Abstract

Materials in the colloidal state are those in which the particles range from molecular size to coarse dispersions. The word colloid derives from the Greek kolla (glue) and was coined from the impression that colloidal substances were amorphous or glue-like rather than crystalline forms of matter. The colloidal state was recognised by Thomas Graham in 1861 and described by Wolfgang Ostwald some fifty years later as the ‘world of neglected dimensions’, a reference both to the fact that colloid science has somehow remained a Cinderella topic, and to the special world of systems in which the particles are extremely small, below about 1–10 µm in diameter.

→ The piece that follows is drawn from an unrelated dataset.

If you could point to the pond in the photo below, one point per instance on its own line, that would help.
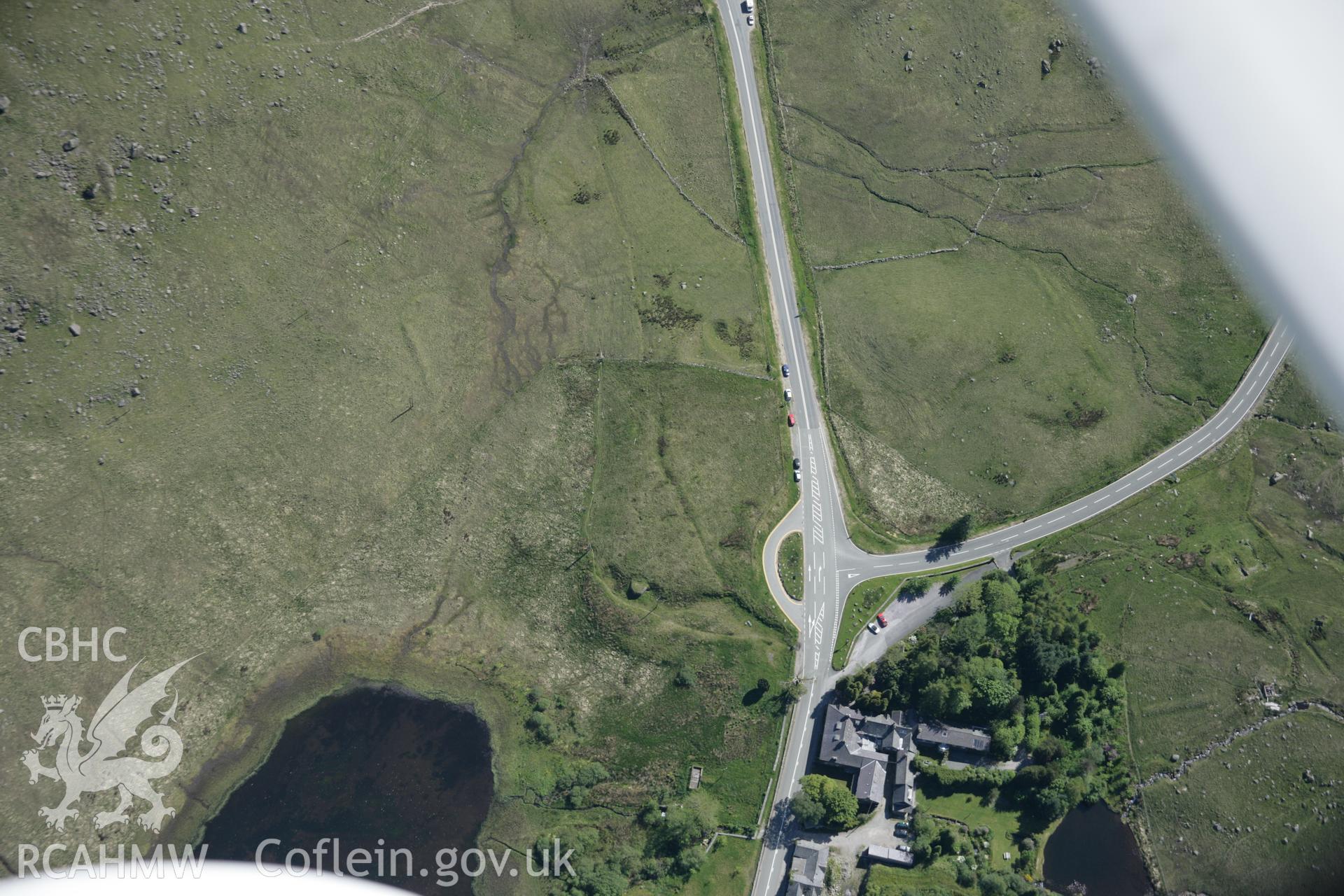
(378, 769)
(1094, 848)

Colloids can be broadly classified as those that are lyophobic (solvent hating) and those that are lyophilic (solvent loving). The appropriate terms in aqueous media are, respectively, hydrophobic and hydrophilic. Surfactant molecules, because of their affinity for water and their tendency to associate into micelles, form hydrophilic colloidal dispersions in water. Proteins and gums also form lyophilic colloidal systems. Water-insoluble drugs or clays and oily phases will form lyophobic dispersions, the topic covered in this chapter. Lyophobic colloidal dispersions have the tendency to coalesce as they are thermodynamically unstable because of their high surface energy. Lyophilic dispersions are inherently stable.